INTRODUCTION
Festival de Cannes 2006 : Wong Kar-wai en est le premier président « chinois ». Or le palmarès couronne plusieurs films « engagés », relatifs à l’Histoire. Ken Loach reçoit la palme d’or pour Le Vent se lève, qui met en scène la guerre d’indépendance de 1920 menée par les républicains irlandais contre les troupes d’occupation britannique. De même, deux années auparavant, à ce même festival, le documentaire de Michael Moore, Fahrenheit 9/11 remporte la palme pour une œuvre politique satirique qui évoque les attentats de 2001 à New York et les enjeux historiques américains contemporains. À cette même session de 2004, le film intitulé 2046, du cinéaste « hongkongais » Wong Kar-wai est en compétition, ce qui souligne la dimension mondiale de ses œuvres, plusieurs fois sélectionnées et ouvertes à un large public.
Ces deux films divergent très fortement, tant dans le genre choisi que dans l’esthétique mise en œuvre. Pourtant, tous deux évoquent dans leur titre une date historique et Wong Kar-wai insère deux plans d’images d’archives documentaires dans son œuvre : le texte et les images de l’Histoire sont apposés fugitivement dans la matérialité cinématographique de l’œuvre.
La date de Fahrenheit est explicite pour tout spectateur. Celle choisie par Wong est transparente pour un spectateur oriental. Dans les deux films, le titre fait référence de manière affichée à l’Histoire. Néanmoins, la date 2046 doit être déchiffrée par un public occidental.

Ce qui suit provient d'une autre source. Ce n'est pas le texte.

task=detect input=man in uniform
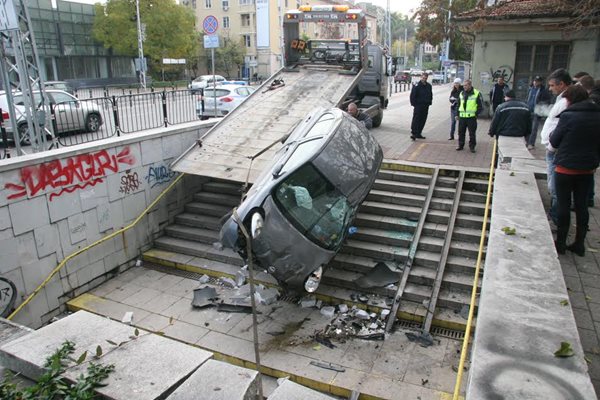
[410,72,433,140]
[456,79,483,153]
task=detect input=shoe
[567,242,585,257]
[554,240,567,254]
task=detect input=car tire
[17,123,31,146]
[85,113,102,132]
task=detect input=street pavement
[380,84,600,393]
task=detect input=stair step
[194,192,242,207]
[175,212,221,231]
[154,236,244,266]
[202,181,242,198]
[185,201,232,218]
[165,224,219,245]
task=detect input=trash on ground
[192,286,219,308]
[310,361,346,372]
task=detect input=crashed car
[220,108,383,292]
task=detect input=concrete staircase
[144,164,487,329]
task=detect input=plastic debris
[121,311,133,325]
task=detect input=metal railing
[50,89,200,146]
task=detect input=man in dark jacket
[490,76,510,112]
[410,72,433,140]
[526,76,552,150]
[489,90,531,137]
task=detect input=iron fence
[51,89,199,146]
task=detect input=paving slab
[167,360,258,400]
[268,379,334,400]
[0,311,212,400]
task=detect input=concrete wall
[0,122,213,328]
[472,21,600,101]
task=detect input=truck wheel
[373,109,383,128]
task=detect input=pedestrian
[540,68,571,225]
[448,78,463,140]
[456,79,483,153]
[410,72,433,140]
[489,90,531,138]
[348,103,373,129]
[490,76,510,112]
[550,85,600,257]
[527,76,552,150]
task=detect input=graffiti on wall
[4,147,135,201]
[490,65,513,82]
[0,276,17,318]
[119,171,142,194]
[146,165,175,188]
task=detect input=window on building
[241,14,250,26]
[512,43,571,99]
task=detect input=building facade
[454,0,600,100]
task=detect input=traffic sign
[202,15,219,35]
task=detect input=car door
[48,92,85,132]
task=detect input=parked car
[220,108,383,292]
[188,75,225,93]
[196,85,256,119]
[0,89,103,145]
[394,71,410,83]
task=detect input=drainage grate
[395,320,465,340]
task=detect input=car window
[274,163,350,249]
[305,113,335,137]
[50,92,76,104]
[204,89,229,97]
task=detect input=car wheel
[17,124,31,146]
[85,113,102,132]
[373,108,383,128]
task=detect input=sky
[362,0,421,16]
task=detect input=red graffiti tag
[4,147,135,201]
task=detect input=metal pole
[135,0,146,89]
[213,48,217,118]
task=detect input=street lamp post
[135,0,146,89]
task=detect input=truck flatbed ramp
[171,65,362,182]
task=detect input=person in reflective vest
[456,79,483,153]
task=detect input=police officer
[456,79,483,153]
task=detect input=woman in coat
[550,85,600,257]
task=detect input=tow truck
[171,5,384,183]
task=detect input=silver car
[221,108,383,292]
[0,89,103,145]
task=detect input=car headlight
[304,267,323,293]
[250,212,264,239]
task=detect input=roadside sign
[204,35,219,49]
[202,15,219,35]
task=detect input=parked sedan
[220,108,383,292]
[0,89,103,145]
[196,84,256,119]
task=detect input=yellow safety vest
[458,89,479,118]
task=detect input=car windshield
[274,163,351,249]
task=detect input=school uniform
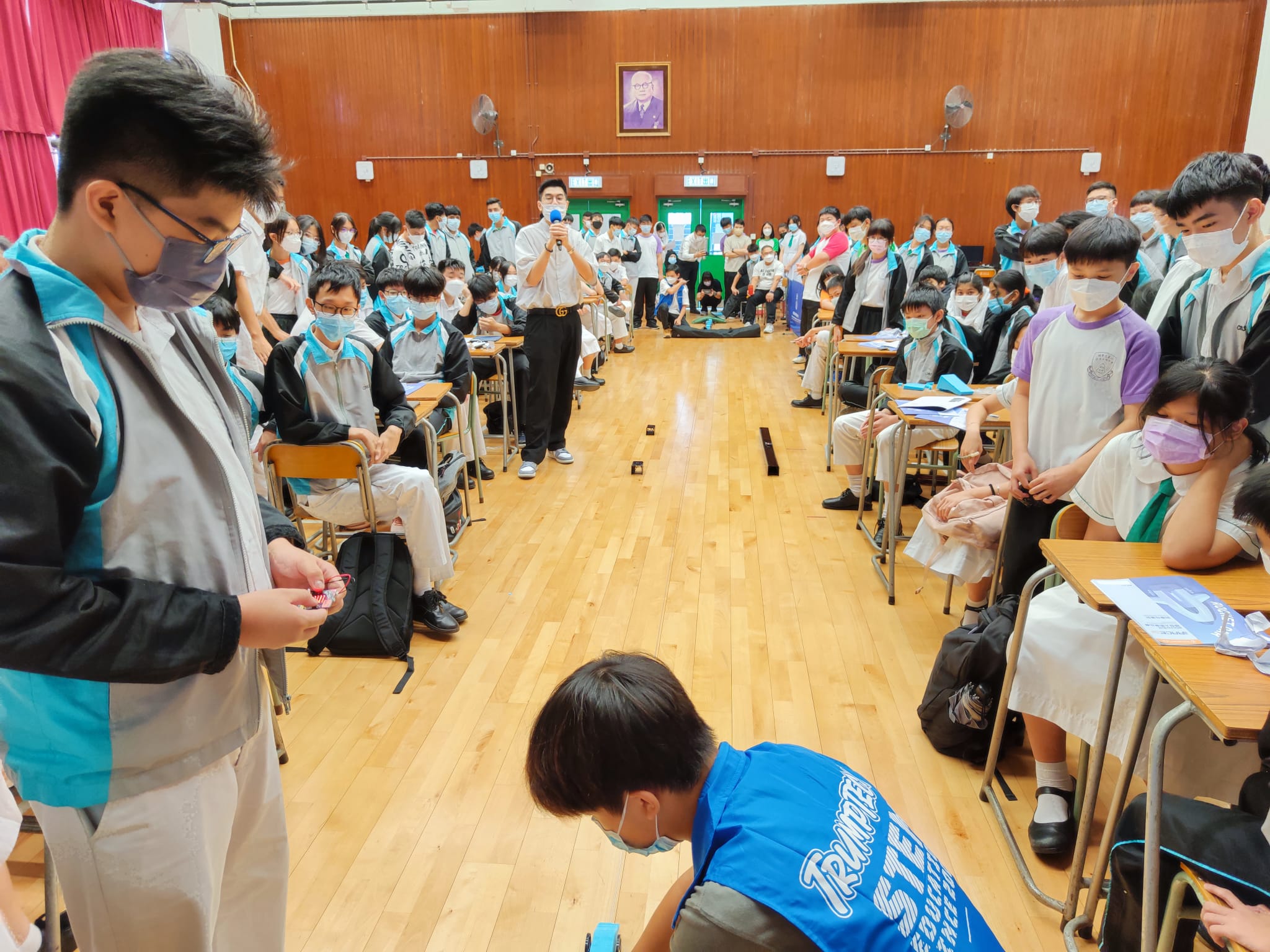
[0,230,303,952]
[1010,430,1260,802]
[833,328,974,486]
[670,743,1003,952]
[264,328,455,596]
[1160,239,1270,424]
[1001,305,1160,594]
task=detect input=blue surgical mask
[314,312,353,344]
[590,793,680,855]
[1024,258,1058,288]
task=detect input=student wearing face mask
[1101,466,1270,952]
[264,262,468,635]
[992,185,1040,271]
[526,651,1002,952]
[1157,152,1270,424]
[0,50,358,952]
[264,213,313,344]
[1007,358,1270,854]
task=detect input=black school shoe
[414,589,458,635]
[1028,787,1076,855]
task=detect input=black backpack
[309,532,414,694]
[917,596,1024,763]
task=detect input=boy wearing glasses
[264,260,468,635]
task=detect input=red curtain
[0,0,162,239]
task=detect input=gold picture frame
[616,62,670,136]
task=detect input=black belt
[525,305,578,317]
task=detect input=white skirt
[1010,584,1261,803]
[904,519,997,585]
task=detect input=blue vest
[676,744,1005,952]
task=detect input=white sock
[1032,760,1076,822]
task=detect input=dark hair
[309,258,362,301]
[525,651,715,816]
[1018,221,1067,255]
[1054,208,1097,235]
[468,274,498,301]
[1063,214,1142,268]
[1129,278,1165,317]
[401,265,446,297]
[899,284,944,315]
[375,264,405,296]
[1139,356,1270,466]
[57,50,282,210]
[538,179,569,198]
[1165,152,1270,218]
[1235,466,1270,531]
[913,264,949,284]
[1006,185,1040,218]
[203,294,242,334]
[296,214,326,268]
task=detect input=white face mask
[1183,202,1252,268]
[1067,274,1129,311]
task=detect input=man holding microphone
[515,179,596,480]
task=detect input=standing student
[1001,217,1160,594]
[992,185,1040,271]
[515,179,597,480]
[1160,152,1270,424]
[899,214,951,284]
[623,214,658,328]
[1085,182,1116,218]
[0,50,342,952]
[264,213,313,344]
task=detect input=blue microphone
[549,208,564,247]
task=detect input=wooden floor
[14,330,1115,952]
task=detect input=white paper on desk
[1092,575,1248,645]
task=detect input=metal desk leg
[979,565,1063,910]
[1142,700,1196,950]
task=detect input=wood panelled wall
[222,0,1266,253]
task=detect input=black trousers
[1103,791,1270,952]
[521,309,581,464]
[997,499,1067,598]
[745,288,785,324]
[473,349,530,435]
[680,258,698,314]
[631,278,657,327]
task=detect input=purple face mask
[110,192,226,311]
[1142,416,1212,466]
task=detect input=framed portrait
[617,62,670,136]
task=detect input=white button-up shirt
[515,221,596,310]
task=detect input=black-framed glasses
[120,182,252,264]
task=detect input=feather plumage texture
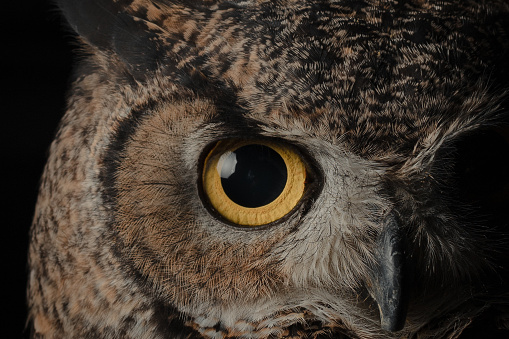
[28,0,509,338]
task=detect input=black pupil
[220,145,287,207]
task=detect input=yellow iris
[202,139,306,226]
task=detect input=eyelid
[202,139,307,227]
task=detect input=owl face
[28,0,509,338]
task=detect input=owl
[27,0,509,339]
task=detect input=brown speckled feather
[28,0,509,339]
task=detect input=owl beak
[372,215,410,332]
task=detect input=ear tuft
[58,0,169,78]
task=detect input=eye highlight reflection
[202,139,307,226]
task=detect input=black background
[0,0,505,338]
[4,0,74,338]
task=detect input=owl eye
[202,139,307,226]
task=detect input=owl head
[28,0,509,338]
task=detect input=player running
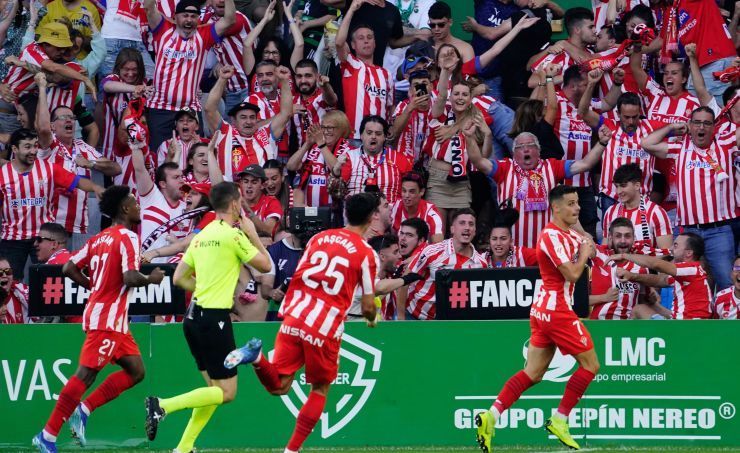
[33,186,164,453]
[224,193,380,453]
[475,186,599,452]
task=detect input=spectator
[205,66,292,180]
[0,129,103,280]
[391,171,444,243]
[0,255,28,324]
[485,208,537,268]
[601,164,673,250]
[398,208,486,320]
[144,0,236,150]
[336,0,400,139]
[611,233,712,319]
[642,107,738,289]
[333,115,411,203]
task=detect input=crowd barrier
[0,320,740,450]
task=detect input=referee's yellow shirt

Le devenir historique de Hong Kong est en effet marqué par un changement de souveraineté à venir ou advenu (selon la date de sortie des films). La colonie britannique devait être « rendue » à la République populaire de Chine et sa rétrocession était programmée au premier juillet 1997. La Chine a d’abord cédé Hong Kong à perpétuité à la Grande Bretagne après la première guerre de l’opium (1840-1842) lors du traité de Nankin, ainsi que la péninsule de Kowloon après la seconde guerre (1856-1860). En 1898, ces territoires colonisés sont accordés à la puissance occidentale pour une durée arrêtée de 99 ans. Ces traités sont qualifiés de « Traités inégaux », dès 1923, par les nationalistes. En 1982, démarrent les négociations sino-britanniques sur les modalités de ce retour (au moment même où se dessine un renouveau du cinéma hongkongais). Lorsqu’il advient, en 1997, le gouvernement chinois promet de maintenir les institutions mises en place par le pouvoir colonial britannique pour une durée de cinquante ans. Le titre du film évoque donc le seuil d’un changement historique programmé en 2046-2047. Or un fragment de cette promesse est inséré dans le générique de fin. Il faut être particulièrement vigilant pour le déceler parce qu’il est peu audible et recouvert partiellement par des voix cantonaises. La référence immédiatement historique à la situation singulière de l’île est affichée, mais se trouve dans les marges du film.
Au sein de l’œuvre, le sens de « 2046 », nombre omniprésent, s’échappe vers d’autres significations que celle qui fait signe vers l’Histoire. Elles sont plurielles et semblent à première vue diverger l’une de l’autre. « 2046 » désigne deux chambres d'hôtel, comme espace des relations amoureuses. C'est aussi le titre d’un roman de science-fiction rédigé par le personnage principal, écrivain, et un espace-temps du futur dans son second texte, intitulé 2047.
Au sein du film domine l’apparente éviction de l’Histoire au profit d’une représentation des liens amoureux et de l’écriture. Cela correspond en outre à la lecture la plus largement répandue du travail du réalisateur.
Ses films sont d’abord interprétés comme une réflexion sans cesse réjouée sur l’amour impossible, à travers le rapport problématique de l’être au temps et à l’altérité. Wong filme la vie affective de personnages qui ne cessent de se croiser à travers des intrigues souvent multiples. Ceux-ci se rencontrent parfois mais parviennent rarement à tisser des liens dans la durée et l’accomplissement. En parallèle, une lecture d’ordre philosophique s’en dégage : l’interrogation de la notion de « sujet » dans son rapport à lui-même et au sexe opposé s’enracine dans une réflexion sur la temporalité. Elle est fracturée et filmée de manière obsessionnelle à travers des dates récurrentes, des horloges ou des décomptes.